Saudi women seize startup culture with both hands

Saudi women seize startup culture with both hands

Saudi Arabia is making the transition to a more diversified economy, after being reliant upon oil for much of the past century — a trend sparked by Vision 2030 as well as commitments made at the COP26 Summit last month.

While corporate giants such as Aramco and Sabic continue to dominate the economy, a culture of enterprise is taking hold as more and more young people start their own companies.

And contrary to international perceptions, it is Saudi women who are playing a major part in this new era.

No less than 17.7 percent of Saudi women either started or ran a business in 2020, according to a report last month from the Global Entrepreneurship Monitor, a London-based data group that tracks startups across the world. This is considerably higher than the global average of 11 percent of females who go into business.
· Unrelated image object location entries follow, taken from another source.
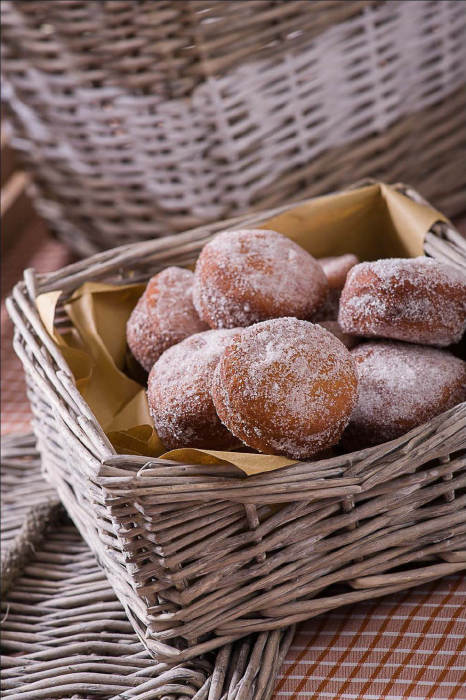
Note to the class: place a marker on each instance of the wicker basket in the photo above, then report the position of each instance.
(141, 119)
(62, 623)
(192, 551)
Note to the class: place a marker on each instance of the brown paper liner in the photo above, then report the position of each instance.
(373, 222)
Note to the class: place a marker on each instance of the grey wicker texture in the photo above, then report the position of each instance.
(195, 553)
(64, 632)
(142, 119)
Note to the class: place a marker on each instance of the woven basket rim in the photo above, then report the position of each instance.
(198, 235)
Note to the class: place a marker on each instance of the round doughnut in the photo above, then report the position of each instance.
(349, 341)
(179, 397)
(401, 386)
(337, 267)
(243, 277)
(419, 300)
(163, 316)
(285, 387)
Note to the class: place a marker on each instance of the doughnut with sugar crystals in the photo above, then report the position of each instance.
(179, 397)
(163, 316)
(285, 386)
(418, 300)
(243, 277)
(401, 386)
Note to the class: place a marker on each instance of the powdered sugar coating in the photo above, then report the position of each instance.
(179, 397)
(401, 386)
(419, 300)
(243, 277)
(163, 316)
(337, 267)
(285, 387)
(333, 327)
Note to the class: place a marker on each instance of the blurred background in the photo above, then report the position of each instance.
(126, 120)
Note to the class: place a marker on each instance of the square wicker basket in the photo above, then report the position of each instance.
(195, 553)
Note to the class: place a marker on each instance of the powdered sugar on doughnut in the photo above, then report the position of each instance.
(179, 392)
(243, 277)
(401, 386)
(163, 316)
(417, 300)
(286, 387)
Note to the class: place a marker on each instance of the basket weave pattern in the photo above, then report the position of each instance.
(199, 555)
(144, 119)
(62, 622)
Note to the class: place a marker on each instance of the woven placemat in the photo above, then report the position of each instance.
(64, 632)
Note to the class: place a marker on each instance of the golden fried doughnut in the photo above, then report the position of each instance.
(179, 397)
(419, 300)
(163, 316)
(285, 387)
(401, 386)
(349, 341)
(243, 277)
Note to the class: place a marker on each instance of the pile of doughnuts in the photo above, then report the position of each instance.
(267, 348)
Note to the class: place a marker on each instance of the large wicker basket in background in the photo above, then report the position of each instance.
(194, 552)
(141, 119)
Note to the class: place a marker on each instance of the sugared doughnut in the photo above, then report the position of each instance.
(401, 386)
(179, 397)
(243, 277)
(337, 267)
(419, 300)
(285, 387)
(349, 341)
(163, 316)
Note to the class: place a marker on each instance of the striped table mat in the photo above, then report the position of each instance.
(408, 645)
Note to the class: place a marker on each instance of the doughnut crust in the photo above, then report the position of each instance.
(349, 341)
(243, 277)
(285, 386)
(418, 300)
(401, 386)
(179, 397)
(163, 316)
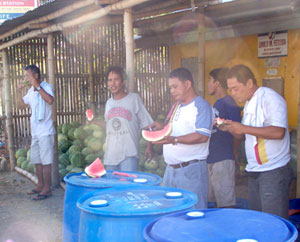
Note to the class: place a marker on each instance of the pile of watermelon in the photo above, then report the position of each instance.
(78, 146)
(23, 160)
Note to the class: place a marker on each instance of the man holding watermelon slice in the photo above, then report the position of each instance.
(186, 149)
(39, 97)
(265, 130)
(125, 117)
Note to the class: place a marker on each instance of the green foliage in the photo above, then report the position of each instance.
(77, 160)
(20, 160)
(64, 145)
(21, 153)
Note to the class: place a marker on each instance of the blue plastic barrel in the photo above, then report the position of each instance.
(120, 214)
(220, 225)
(78, 184)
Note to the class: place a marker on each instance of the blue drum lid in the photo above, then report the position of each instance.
(137, 201)
(113, 179)
(220, 225)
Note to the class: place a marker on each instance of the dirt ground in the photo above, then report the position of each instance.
(25, 220)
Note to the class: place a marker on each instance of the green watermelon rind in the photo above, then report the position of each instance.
(157, 135)
(101, 171)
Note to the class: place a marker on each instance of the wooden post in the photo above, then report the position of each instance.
(298, 145)
(52, 81)
(200, 85)
(91, 85)
(129, 46)
(8, 111)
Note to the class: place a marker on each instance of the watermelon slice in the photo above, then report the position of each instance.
(220, 121)
(157, 134)
(89, 114)
(96, 169)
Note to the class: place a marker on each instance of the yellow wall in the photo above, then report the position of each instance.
(228, 52)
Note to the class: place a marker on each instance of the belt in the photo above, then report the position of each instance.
(184, 164)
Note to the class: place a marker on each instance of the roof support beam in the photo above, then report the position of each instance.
(48, 17)
(129, 45)
(82, 19)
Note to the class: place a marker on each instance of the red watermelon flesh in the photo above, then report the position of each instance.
(220, 121)
(96, 169)
(89, 114)
(157, 134)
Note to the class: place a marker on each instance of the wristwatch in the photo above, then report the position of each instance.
(175, 141)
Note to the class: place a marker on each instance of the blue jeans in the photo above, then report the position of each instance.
(129, 164)
(193, 178)
(268, 191)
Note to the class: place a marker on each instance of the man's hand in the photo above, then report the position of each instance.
(235, 128)
(155, 126)
(148, 151)
(166, 140)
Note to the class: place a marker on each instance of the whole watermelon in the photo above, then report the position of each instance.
(90, 158)
(86, 151)
(20, 160)
(74, 149)
(95, 144)
(79, 133)
(71, 134)
(25, 164)
(78, 143)
(64, 145)
(64, 159)
(21, 153)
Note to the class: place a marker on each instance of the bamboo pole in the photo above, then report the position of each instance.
(82, 19)
(48, 17)
(298, 145)
(8, 110)
(200, 84)
(129, 45)
(52, 81)
(91, 84)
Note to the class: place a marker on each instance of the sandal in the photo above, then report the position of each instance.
(41, 196)
(32, 192)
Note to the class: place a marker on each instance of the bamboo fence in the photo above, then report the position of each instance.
(82, 56)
The report also noted that over 30 percent of Saudi women intended to launch a business in the next three years; and that, compared to men, women were “more likely to act on these intentions.”

GEM says these moves are backed by “recent government policies and interventions to support female entrepreneurs in the Kingdom.”

Nouf Al-Qahtani, the owner of the NSHQ chain of perfumeries, is a case in point. Al-Qahtani first went into business in 2005, repackaging and reselling her perfume collection.

Her startup took her from the souqs of Kuwait to the essential oil dealers of France and Italy, and a SR300,000 ($80,000) loan from the Prince Sultan Fund allowed her to launch her first shop in Alkhobar in 2015.

Today, she runs three perfume boutiques in Alkhobar and Riyadh with a staff of 14, while a fourth outlet is on the way.

“It is easier for Saudi women to go into business now,” Al-Qahtani told Arab News.

She adds: “Many businessmen in Saudi Arabia did not even want to talk to a single woman when I started my company. They would say, ‘Come back with your father or your brother and we will talk to him.’

“But now Saudi women are more powerful. They encourage each other, and even the mentality of Saudi men has changed. If they start any business, they want a female partner. You know why? Because she will work harder, she will do her best to prove herself and she will be more organized.”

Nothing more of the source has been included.